Radiator, Fan dan Pressure Cab

Radiator berfungsi sebagai pendingin engine, air radiator didinginkan dengan bantuan udara luar Buffle plate berfungsi untuk memisahkan buble yang terjadi di dalam sistem / radaitor karena gelembung udara yang pecah dapat mengakibatkan kavitasi.

Penampang bagian radiator

Prinsip Kerja Radiator :
Di dalam upper tank radiator terdapat buffle plate yang memisahkan antara air yang boleh berhubungan dengan udara luar dengan air yang tidak berhubungan dengan udara ( ruang A dengan ruang B ). C adalah saluran pembuangan udara dari dalam core pada saat pengisian air. D merupakan saluran pembuangan udara dari dalam engine block (pada saat pengisian air).
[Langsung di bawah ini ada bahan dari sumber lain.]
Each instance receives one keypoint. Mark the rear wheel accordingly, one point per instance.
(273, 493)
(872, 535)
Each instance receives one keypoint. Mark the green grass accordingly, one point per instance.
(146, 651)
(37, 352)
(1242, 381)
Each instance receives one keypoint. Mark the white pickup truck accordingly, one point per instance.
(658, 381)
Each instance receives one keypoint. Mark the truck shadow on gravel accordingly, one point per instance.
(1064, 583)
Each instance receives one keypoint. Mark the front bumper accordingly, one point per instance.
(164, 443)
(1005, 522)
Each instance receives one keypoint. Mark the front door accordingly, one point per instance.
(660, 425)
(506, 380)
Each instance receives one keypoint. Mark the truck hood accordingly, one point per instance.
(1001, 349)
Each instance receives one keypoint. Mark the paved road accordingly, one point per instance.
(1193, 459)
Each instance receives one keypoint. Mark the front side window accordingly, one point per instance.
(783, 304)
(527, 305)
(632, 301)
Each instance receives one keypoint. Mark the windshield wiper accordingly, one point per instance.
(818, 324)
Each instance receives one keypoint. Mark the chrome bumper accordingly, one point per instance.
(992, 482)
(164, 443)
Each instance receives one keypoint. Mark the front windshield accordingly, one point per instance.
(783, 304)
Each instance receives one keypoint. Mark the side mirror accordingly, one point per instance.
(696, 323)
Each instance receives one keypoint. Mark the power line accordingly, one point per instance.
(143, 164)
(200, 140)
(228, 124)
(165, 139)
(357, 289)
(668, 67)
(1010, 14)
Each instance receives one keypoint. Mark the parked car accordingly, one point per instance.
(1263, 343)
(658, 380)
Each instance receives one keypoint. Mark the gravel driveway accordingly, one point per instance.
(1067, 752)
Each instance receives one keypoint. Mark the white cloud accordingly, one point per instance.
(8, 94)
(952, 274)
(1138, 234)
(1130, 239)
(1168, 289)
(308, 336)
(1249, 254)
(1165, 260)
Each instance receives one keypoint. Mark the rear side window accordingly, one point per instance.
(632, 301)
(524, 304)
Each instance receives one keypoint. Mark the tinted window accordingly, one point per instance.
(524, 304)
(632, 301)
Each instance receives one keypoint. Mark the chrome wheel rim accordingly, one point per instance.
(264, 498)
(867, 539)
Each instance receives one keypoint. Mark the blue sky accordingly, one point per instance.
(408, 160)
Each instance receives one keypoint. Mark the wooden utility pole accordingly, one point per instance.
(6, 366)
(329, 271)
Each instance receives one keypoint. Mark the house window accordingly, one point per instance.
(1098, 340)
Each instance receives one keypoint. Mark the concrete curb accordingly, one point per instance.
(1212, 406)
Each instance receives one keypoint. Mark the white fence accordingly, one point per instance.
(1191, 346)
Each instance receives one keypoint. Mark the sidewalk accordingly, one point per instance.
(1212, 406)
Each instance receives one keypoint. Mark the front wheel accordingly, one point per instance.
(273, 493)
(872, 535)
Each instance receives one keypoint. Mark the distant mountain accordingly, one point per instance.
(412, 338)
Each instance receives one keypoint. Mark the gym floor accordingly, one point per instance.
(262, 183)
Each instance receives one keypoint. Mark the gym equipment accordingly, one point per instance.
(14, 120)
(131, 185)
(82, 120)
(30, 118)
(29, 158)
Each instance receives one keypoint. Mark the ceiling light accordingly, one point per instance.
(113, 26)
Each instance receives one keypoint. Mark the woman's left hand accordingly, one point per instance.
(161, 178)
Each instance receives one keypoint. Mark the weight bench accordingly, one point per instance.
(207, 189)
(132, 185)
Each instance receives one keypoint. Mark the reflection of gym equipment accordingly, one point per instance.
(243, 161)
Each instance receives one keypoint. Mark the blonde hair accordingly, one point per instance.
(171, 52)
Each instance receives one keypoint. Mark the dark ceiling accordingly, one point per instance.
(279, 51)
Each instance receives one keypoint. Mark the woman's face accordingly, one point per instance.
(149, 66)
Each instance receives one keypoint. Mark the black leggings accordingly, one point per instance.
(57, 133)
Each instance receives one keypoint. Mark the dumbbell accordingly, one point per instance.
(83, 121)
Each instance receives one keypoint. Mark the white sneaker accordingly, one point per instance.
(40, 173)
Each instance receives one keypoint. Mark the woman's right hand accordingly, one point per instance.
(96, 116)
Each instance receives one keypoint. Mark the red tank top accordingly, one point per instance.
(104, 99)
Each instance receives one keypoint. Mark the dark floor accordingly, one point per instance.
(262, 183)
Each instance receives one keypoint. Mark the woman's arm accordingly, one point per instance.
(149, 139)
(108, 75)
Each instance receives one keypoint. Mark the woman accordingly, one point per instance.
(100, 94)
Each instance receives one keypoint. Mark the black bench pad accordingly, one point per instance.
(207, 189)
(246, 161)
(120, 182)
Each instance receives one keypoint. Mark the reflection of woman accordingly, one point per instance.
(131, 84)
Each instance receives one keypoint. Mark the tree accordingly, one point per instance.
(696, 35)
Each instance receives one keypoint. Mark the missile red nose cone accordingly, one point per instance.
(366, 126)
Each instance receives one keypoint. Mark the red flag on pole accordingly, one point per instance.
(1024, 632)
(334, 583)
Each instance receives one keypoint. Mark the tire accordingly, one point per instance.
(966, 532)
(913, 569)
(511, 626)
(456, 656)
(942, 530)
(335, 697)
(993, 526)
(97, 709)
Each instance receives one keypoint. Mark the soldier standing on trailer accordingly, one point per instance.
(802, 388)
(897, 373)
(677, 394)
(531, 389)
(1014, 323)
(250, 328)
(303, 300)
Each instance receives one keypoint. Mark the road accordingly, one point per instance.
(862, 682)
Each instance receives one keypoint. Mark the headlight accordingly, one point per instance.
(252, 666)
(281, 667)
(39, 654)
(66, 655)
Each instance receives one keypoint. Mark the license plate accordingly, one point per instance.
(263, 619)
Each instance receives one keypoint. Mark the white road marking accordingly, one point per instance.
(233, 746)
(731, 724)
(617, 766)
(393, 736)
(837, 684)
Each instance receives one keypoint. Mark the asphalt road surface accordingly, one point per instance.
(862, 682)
Sistem pendinginan tidak boleh berhubungan langsung dengan udara luar untuk menaikkan titik didih air pada sistem dari 100 ºC menjadi 110 ºC.

Radiator Safety Valve
Radiator safety valve terdiri dari dua buah valve yaitu pressure valve dan vacum valve. Karena panas tekanan udara di dalam radiator naik, apabila tekanan udara dalam radiator naik sebesar 0.75 kg/cm2 lebih tinggi dari tekanan udara luar maka kelebihan tekanan tersebut akan mampu mendorong pressure valve melawan spring, sehingga kelebihan tekanan akan keluar melalui lubang K.

Thermostat

Thermostat berfungsi mengatur membuka dan menutup aliran air pendingin ke radiator, sehingga temperatur air pendingin terjaga pada suhu ( 70 º C – 90 ºC ). Untuk mencegah timbulnya over heating dan mempercepat tercapainya temperatur kerja engine pada saat mulai operasi.

Penampang thermostat

Prinsip Kerja :
Jika temperatur engine naik, expander akan mengembang dan mendorong piston ke atas. Karena piston tersebut dijadikan satu dengan valve pada thermostat tersebut, maka saluran yang ke radiator yang tadinya tertutup akan terbuka sedikit, sehingga air akan mengalir ke pompa maupun ke radiator. Besar kecilnya aliran air yang ke radiator maupun yang ke pompa, tergantung dari besar kecilnya valve terbuka. Terbukanya valve tersebut berdasarkan kenaikan temperatur dari air pendingin. Valve mulai terbuka pada temperatur 74.5 – 78.5 ºC dan terbuka penuh pada 90 ºC.

Baca Juga :  Struktur Dan Cara Kerja Circuit Propel DM45

Corrosion Resistor

Corrosion resistor berfungsi untuk mencegah terjadinya endapan dan karat yang dapat menyebabkan tersumbatnya saluran pendingin.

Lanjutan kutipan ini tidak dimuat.